Part of the debate – in the Senedd at 4:50 pm on 4 December 2019.
So, we agree on the challenges facing us, but it is completely evident that we do not agree on the way forward. In our recommendations, we focused on not only what needs to change but how that change should be delivered. We wanted practical solutions that offered the big changes needed if we are serious about breaking those low-skills traps. We set ourselves the ambition of being constructive, offering the Minister practical, helpful and grounded recommendations. So it was very disappointing that the Welsh Government spent £10,000 on an independent review of RSPs, a review that was commissioned after our inquiry had started. And if you read it, you’ll even see it uses the evidence that we collected from witnesses. So it is hard to reconcile this action by Welsh Government and its response with the respect it should have for an inquiry of this Assembly.
But moving back to our report, I want to talk about three key themes that the report presents, and the Welsh Government's response to them. Firstly, we wanted to offer clarity and focus. We recommended giving the partnerships a new name, regional skills advisory boards, to reflect a new role as expert advisers. The point here was that the advisory roles be the thinkers, not the doers in a wider skills system. They were to advise not only on skills supply, but also on stimulating employer demand, which, as I've already said, is absolutely fundamental to breaking low-skills traps. Here, we are not alone in our recommendation. Professor Phil Brown, in his 'Wales 4.0' review, also recommended that RSPs play a role in stimulating employer demand for higher level skills.

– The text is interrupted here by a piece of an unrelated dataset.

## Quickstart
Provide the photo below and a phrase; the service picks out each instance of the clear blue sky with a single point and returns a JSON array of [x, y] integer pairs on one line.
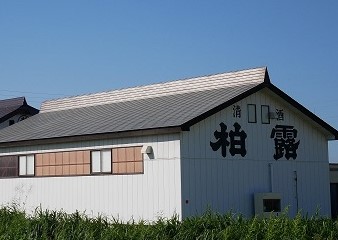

But where we wanted clarity, the Welsh Government’s response has offered confusion. In its response, the Welsh Government accepted the recommendation on the advisory role, but then goes on to say that it rejects the point that they should advise on addressing the traps and it should not be their role to stimulate future employer demand for higher level skills. Who, other than a partnership already made up of employers and training provider representatives, is better placed to offer that advice? Whether the recommendation has been accepted or not, I don't think that's entirely clear. The response to this recommendation also provides an example of the carelessness apparent throughout the response from the Welsh Government, I'm afraid to say.
The Government explains that it rejects the rebranding to 'regional skills advisory boards' saying that the word 'board' implies decision-making powers. Then, what about the Wales Employment and Skills Board and the Wales Apprenticeship Advisory Board? Or, indeed, that RSPs themselves already exist as boards.
It doesn’t get much better in the Government’s response to our second key idea. We set out two ways of improving the ability of the partnerships to collect and use data to engage with businesses. These two ways firstly draw on the extremely valuable assets Wales has in our world-class research at our universities, and secondly, on the network of business contacts that our publicly funded apprenticeship providers have. Any business knows the value of a ready-made network of contacts and good consultancy. But the Government rejected the recommendation for a more formal partnership with universities, and I'm afraid the bigger picture was missed here again. Lost to, I'm afraid, a petty response patronisingly explaining that universities are already represented on the—as the Government response calls them—boards.
It is frustrating to see that the point of this recommendation that RSP boards harness the expertise of our scholars and researchers flies so far over the head of the Welsh Government, and it does a disservice, I think, to our academies of researchers that work in our universities. It is clear to us that, with the £15 million Higher Education Funding Council for Wales fund intended to support university and business co-operation, there is a clear opportunity for universities to be helped to bring to bear their research expertise to strengthen RSP research.
Finally, we set out to empower our further education colleges to meet the challenges set out by the new boards, stepping back from micro-managing college curriculums to an extent that no other skills provider is subject to. Instead, we wanted to see colleges given the space to wield their considerable expertise and experience to respond to the advice of the partnership boards in innovative ways. When we launched the report, I visited apprentices at Cardiff and Vale College, and I was struck and impressed by the deep links the college had forged itself with local and regional employers.
This recommendation—one of the most important in the report—received one of the shortest and most dismissive responses, arguing that it would impact on a Welsh Government funding process that they themselves have changed several times in the last decade. That a change would upset a Welsh Government process is no argument for the status quo. Our colleges have close and deep business links. They help develop the transferable skills employers are crying out for, no matter what courses the learners are on. And they have a social mission that must be balanced with the need to respond to industry skills demand. We should respect their expertise and we should trust their judgment and, in return, we expect them to meet the challenges set out in future skills plans using that expertise and judgment. Once again, the bigger picture, that space for innovation, missed by the Welsh Government, in my view.
So, I'm sorry it's been a very negative response, but the response from the Welsh Government was a negative one to our committee report. But, I do hope that the Minister might be able to respond positively, ultimately, in the Government's response. It has proposed that it is not going to change a single thing about its approach, but I hope the Minister will take a different view in his closing remarks later on, and I look forward to Members taking part in the debate this afternoon.